Traz looked at Anacho with a curled lip. "'Even Traz'?"

Anacho paid him no heed. "All this to the side; we have no certain evidence of surveillance. Adam Reith may well be mistaken."

"Adam Reith is not mistaken," said Traz. "'Even Traz,' as you put it, knows better than this."

Anacho raised his hairless eyebrows. "How so?"

"Notice the man who just entered the room."

"A Lokhar; what about him?"

"He is no Lokhar. He watches our every move."

Anacho's jaw fell a trifle slack.

Reith studied the man surreptitiously; he seemed less burly, less direct and abrupt than the typical Lokhar. Anacho spoke in a subdued voice: "The lad is right. Notice how he drinks his ale, head down instead of back ... Disturbing."

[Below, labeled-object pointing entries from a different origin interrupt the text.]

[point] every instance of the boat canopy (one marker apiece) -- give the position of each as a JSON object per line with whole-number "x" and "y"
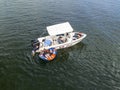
{"x": 59, "y": 28}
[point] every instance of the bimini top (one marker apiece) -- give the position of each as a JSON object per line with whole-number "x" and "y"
{"x": 59, "y": 28}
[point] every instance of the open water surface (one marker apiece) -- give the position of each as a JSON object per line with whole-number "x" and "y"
{"x": 93, "y": 64}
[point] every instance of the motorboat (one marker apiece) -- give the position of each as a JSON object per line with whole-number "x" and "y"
{"x": 60, "y": 36}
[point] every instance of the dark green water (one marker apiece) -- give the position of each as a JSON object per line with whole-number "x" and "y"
{"x": 93, "y": 64}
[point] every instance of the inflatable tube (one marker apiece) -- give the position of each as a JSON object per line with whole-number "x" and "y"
{"x": 48, "y": 55}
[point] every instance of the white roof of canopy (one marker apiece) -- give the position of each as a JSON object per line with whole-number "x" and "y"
{"x": 59, "y": 28}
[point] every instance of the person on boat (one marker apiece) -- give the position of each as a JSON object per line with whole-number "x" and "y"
{"x": 60, "y": 40}
{"x": 79, "y": 35}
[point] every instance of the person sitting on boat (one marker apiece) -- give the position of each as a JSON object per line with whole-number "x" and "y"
{"x": 79, "y": 35}
{"x": 60, "y": 40}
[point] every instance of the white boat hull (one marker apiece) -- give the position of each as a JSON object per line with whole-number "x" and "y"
{"x": 68, "y": 43}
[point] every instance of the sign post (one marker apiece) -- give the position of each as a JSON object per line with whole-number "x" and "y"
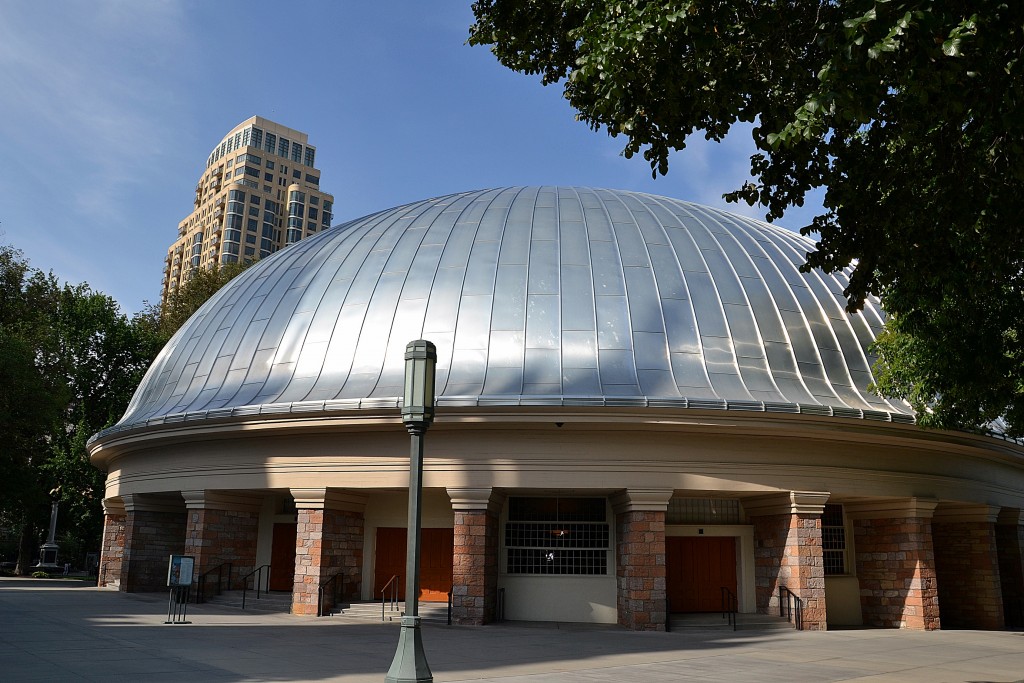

Reith muttered, "Who would be interested in us?"

Anacho gave a bark of caustic laughter. "Do you think that our exploits have gone unnoticed? The events at Ao Hidis have aroused attention everywhere."

"So this man-whom would he serve?"

Anacho shrugged. "With his skin dyed black I can't even guess his breed."

"We'd better get some information," said Reith. He considered a moment. "I'll walk out through the bazaar, then around into the Old Town. If the man yonder follows, give him a start and come behind. If he stays, one of you stay, the other come after me."

Reith went out into the bazaar. At a Zhurveg pavilion he paused to examine a display of rugs, woven, according to rumor, by legless children, kidnapped and maimed by the Zhurvegs themselves. He glanced back the way he had come. No one appeared to be following. He went on a little way, and paused by the racks where hideous Niss women sold coils of braided leather rope, leap-horse harness, crudely beautiful silver goblets. Still no one behind. He crossed the passage to examine a Dugbo display of musical instruments. If he could take a cargo of Zhurveg rugs, Niss silver, Dugbo musical instruments back to Earth, thought Reith, his fortune would be made. He looked over his shoulder, and now he observed Anacho dawdling fifty yards behind. Anacho clearly had learned nothing.

Reith sauntered on. He paused to watch a Dugbo necromancer: a twisted old man squatting behind trays of misshapen bottles, jugs of salve, junction-stones to facilitate telepathy, love-sticks, sheafs of curses indited on red and green paper. Above flew a dozen fantastic kites, which the old Dugbo manipulated to produce a wan wailing music. He proffered Reith an amulet, which Reith refused to buy. The necromancer spat epithets and caused his kites to dart and shriek discords.

Reith moved on, into the Dugbo encampment proper. Girls wearing scarves and flounced skirts of black, old rose and ocher solicited Zhurvegs, Lokhars, Serafs, but taunted the prudish Niss who stalked silently past, heads out-thrust, noses like scythes of polished bone. Beyond the encampment lay the open plain and the far hills, black and gold in the light of Carina 4269.

A Dugbo girl approached Reith, jangling the silver ornaments at her waist, smiling a gap-toothed grin. "What do you seek out here, my friend? Are you weary? This is my tent; enter, refresh yourself."

Reith declined the invitation and stepped back before her fingers or those of her younger sister could flutter near his pouch.

"Why are you reluctant?" sang the girl. "Look at me! Am I not graceful? I have polished my limbs with Seraf wax; I am scented with haze-water; you could do far worse!"